Nossos servidores na Câmara dos Deputados, aqueles
cujos altos salários são pagos pelo nosso bolso, (grifo meu) cometeram o
equívoco de eleger o deputado e pastor Marco Feliciano para presidir a Comissão
de Direitos Humanos e Minorias. O pastor deputado, filiado ao PSC-SP, escreveu
em seu Twitter: "Africanos descendem de ancestral amaldiçoado por Noé”.
Isso é fato. Em outra mensagem, postou: "Entre meus inimigos na net (sic)
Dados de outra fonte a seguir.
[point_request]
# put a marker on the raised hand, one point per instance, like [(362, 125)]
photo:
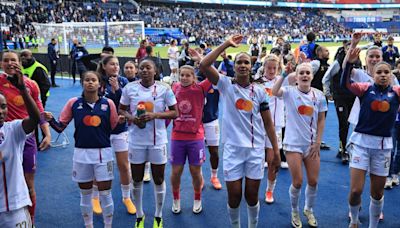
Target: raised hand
[(17, 79), (114, 83), (235, 40), (355, 39), (354, 55), (194, 55), (48, 116)]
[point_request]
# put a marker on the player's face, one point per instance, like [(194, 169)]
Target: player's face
[(242, 65), (130, 70), (25, 57), (382, 75), (271, 69), (325, 53), (8, 59), (186, 77), (91, 83), (304, 75), (373, 57), (147, 72), (112, 67), (3, 109)]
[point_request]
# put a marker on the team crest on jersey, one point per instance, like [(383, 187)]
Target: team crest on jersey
[(1, 137), (356, 160), (185, 106)]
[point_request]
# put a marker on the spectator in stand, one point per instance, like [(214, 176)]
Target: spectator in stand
[(76, 54), (310, 48), (390, 52), (141, 52), (52, 53), (130, 71), (156, 60), (91, 61)]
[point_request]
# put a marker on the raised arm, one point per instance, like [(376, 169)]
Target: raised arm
[(28, 124), (270, 130), (357, 89), (326, 80), (276, 89), (207, 63), (355, 39)]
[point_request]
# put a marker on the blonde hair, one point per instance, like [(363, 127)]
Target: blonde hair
[(304, 65), (271, 58), (382, 63), (188, 67)]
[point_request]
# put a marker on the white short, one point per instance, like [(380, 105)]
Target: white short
[(302, 149), (377, 161), (173, 65), (211, 133), (16, 218), (239, 162), (278, 131), (153, 154), (119, 142), (82, 173)]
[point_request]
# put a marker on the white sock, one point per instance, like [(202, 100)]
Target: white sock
[(86, 206), (159, 196), (294, 194), (214, 173), (147, 168), (95, 192), (311, 194), (234, 214), (107, 205), (252, 215), (375, 209), (354, 211), (271, 185), (138, 194), (125, 189)]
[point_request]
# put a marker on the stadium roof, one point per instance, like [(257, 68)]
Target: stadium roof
[(263, 3)]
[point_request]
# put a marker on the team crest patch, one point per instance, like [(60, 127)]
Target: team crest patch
[(1, 137), (356, 159)]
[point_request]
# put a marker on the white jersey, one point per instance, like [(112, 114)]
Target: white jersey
[(276, 104), (13, 189), (362, 76), (358, 76), (302, 111), (156, 98), (173, 51), (242, 123)]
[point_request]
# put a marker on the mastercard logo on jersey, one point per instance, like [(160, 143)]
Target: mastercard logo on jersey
[(18, 100), (305, 110), (148, 105), (244, 105), (92, 121), (268, 91), (380, 106)]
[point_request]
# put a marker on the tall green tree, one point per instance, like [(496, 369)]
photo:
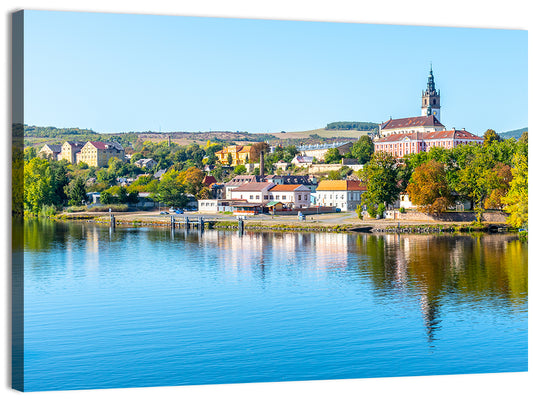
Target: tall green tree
[(380, 176), (37, 184), (76, 192), (171, 193), (429, 187), (489, 137), (516, 199)]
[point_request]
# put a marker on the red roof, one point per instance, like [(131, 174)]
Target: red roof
[(415, 121), (341, 185), (208, 180), (253, 187), (99, 145), (443, 134), (287, 187)]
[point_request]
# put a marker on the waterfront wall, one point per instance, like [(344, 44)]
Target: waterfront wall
[(489, 217)]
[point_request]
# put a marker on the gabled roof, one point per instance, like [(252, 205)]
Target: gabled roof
[(53, 147), (289, 187), (100, 145), (243, 179), (75, 144), (208, 180), (253, 187), (443, 134), (415, 121), (340, 185)]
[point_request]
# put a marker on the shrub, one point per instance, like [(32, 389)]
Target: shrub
[(113, 207), (48, 211), (359, 211)]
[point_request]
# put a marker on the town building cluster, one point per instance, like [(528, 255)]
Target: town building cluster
[(93, 153), (417, 134)]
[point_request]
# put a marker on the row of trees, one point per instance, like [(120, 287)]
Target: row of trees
[(491, 176)]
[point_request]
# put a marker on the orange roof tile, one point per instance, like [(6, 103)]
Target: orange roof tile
[(411, 122), (286, 187), (340, 185)]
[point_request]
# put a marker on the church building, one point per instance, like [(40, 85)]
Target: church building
[(429, 121)]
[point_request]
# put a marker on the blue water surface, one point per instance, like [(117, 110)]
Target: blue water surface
[(138, 307)]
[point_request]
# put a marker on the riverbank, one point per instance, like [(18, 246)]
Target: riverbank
[(338, 222)]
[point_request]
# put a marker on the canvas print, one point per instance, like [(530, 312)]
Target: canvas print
[(212, 201)]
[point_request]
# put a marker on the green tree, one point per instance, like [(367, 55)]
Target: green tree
[(76, 192), (429, 187), (107, 198), (122, 195), (490, 137), (239, 170), (516, 198), (363, 149), (171, 193), (30, 153), (37, 184), (380, 176)]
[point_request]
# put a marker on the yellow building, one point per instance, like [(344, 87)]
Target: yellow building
[(97, 153), (240, 154), (69, 150)]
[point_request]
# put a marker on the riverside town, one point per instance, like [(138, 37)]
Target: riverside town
[(413, 172), (227, 201)]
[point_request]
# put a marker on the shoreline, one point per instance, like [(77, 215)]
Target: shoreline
[(340, 223)]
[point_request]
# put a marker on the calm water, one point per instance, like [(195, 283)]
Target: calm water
[(143, 307)]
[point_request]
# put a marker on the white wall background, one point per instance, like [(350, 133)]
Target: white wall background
[(514, 14)]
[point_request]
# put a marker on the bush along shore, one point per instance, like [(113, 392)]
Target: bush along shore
[(431, 228)]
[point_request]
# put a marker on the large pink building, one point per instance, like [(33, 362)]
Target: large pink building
[(403, 144)]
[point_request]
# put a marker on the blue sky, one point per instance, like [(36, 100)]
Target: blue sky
[(119, 73)]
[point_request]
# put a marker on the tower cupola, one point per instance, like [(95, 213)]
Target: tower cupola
[(431, 98)]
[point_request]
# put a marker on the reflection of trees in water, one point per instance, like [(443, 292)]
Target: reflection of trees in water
[(484, 270)]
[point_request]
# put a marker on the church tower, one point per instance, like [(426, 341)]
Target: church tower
[(431, 98)]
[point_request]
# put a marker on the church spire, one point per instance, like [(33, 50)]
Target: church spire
[(431, 97), (431, 80)]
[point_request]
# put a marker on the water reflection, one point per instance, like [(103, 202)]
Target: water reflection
[(485, 271)]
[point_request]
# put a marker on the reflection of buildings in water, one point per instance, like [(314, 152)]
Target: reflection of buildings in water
[(331, 250), (430, 314), (91, 243)]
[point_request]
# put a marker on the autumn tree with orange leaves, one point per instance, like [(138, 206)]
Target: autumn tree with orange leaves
[(429, 187)]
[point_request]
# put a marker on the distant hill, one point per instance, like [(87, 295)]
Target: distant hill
[(513, 133), (365, 126)]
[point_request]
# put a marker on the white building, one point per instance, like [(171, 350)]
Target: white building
[(293, 195), (342, 194), (256, 193)]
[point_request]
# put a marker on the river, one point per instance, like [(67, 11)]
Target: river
[(139, 307)]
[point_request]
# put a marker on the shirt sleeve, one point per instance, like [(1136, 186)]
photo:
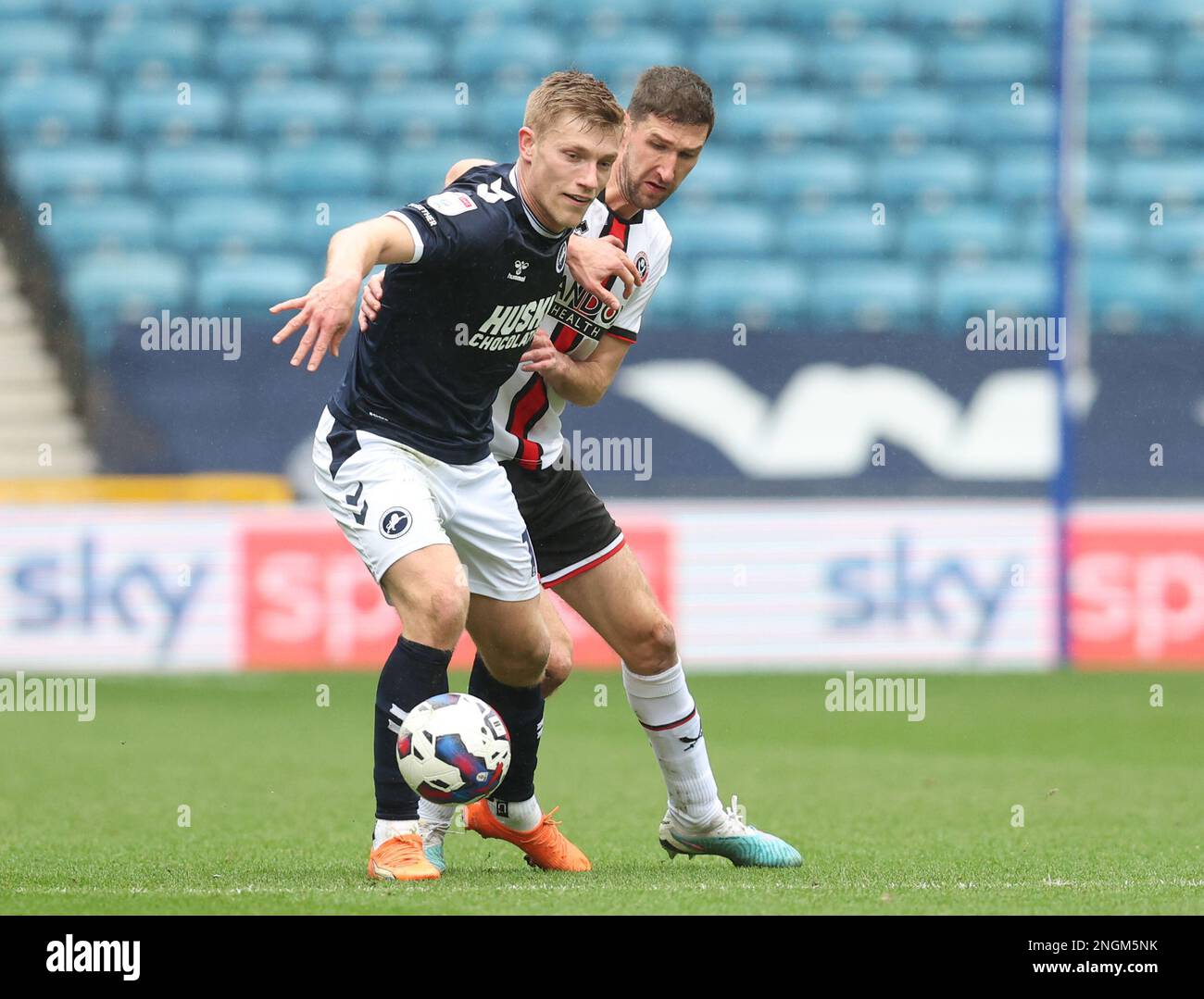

estão satanistas, homoafetivos, macumbeiros...". Em processo aberto no
Supremo Tribunal Federal, Feliciano é acusado de induzir ou incitar
discriminação ou preconceito de raça, cor, etnia ou religião --crime sujeito à
prisão de um a três anos, além de multa. Em sua defesa, Feliciano afirma:
"Citando a Bíblia (...) africanos descendem de Cão (sic) (ou Cam), filho
de Noé”. E, como cristãos, cremos em bênçãos e, portanto, não podemos ignorar
as maldições". Que deus é esse que amaldiçoa seus próprios filhos? Essa
suposta teologia vigorou no Brasil colonial para justificar a escravidão”. O
Deus de Jesus ama incondicionalmente a todos. Ainda que O rejeitemos, Ele não
deixa de nos amar, conforme atestam a relação do profeta Oseias e sua mulher,
Gomer, e a parábola do Filho Pródigo. Todo fundamentalismo cristão é ancorado
na interpretação literal da Bíblia, que deriva da ignorância exegética e
teológica. Os criacionistas, por exemplo, acreditam que existiram um senhor
chamado Adão e uma senhora chamada Eva, dos quais somos descendentes (embora
não expliquem como, pois tiveram dois filhos homens, Caim e Abel...). Ora, Adão
em hebraico é terra, e Eva, vida. O autor bíblico quis acentuar que a vida, dom
maior de Deus, brota da terra. Ter Feliciano como presidente de uma comissão
tão importante --por culpa de legendas como PMDB, PSDB e PT-- é uma
infelicidade. Não condiz com o nome do deputado que, na roda do samba que está
obrigado a dançar, insiste no refrão: "Daqui não saio, daqui ninguém me
tira". O deputado é um pastor evangélico. Sua conduta deveria, no mínimo,
coincidir com os valores pregados por Jesus, que jamais discriminou alguém. Jesus
condenou o preconceito dos discípulos à mulher sírio-fenícia; atendeu solícito
o apelo do centurião romano (um pagão!) interessado na cura de seu servo;
deixou que uma mulher de má reputação lhe lavasse os pés com os próprios
cabelos, e ainda recriminou os que se escandalizaram ao presenciar a cena; e
não emitiu uma única frase moralista à samaritana adepta da rotatividade
conjugal, pois estava no sexto homem! Ao contrário, a ela Jesus se revelou como
o Messias. É direito intrínseco de todo ser humano, e também da democracia,
cada um pensar pela própria cabeça. Nada contra o pastor Feliciano, na
contramão do Evangelho, abominar negros e odiar homossexuais e adeptos da
macumba. Desde que não transforme seu preconceito em atitude discriminatória, e
seu mandato em retrocesso às conquistas que a sociedade brasileira alcança na
área dos direitos humanos. Estamos todos nós indignados frente ao impasse
armado pelo jogo político rasteiro da Câmara dos Deputados. Eis uma verdadeira
situação de infelicianeidade, com a qual não podemos nos conformar”. Frei
Betto, Carlos Alberto Libânio Christo,
68, é frade dominicano e autor de "Aldeia do Silêncio" (Rocco).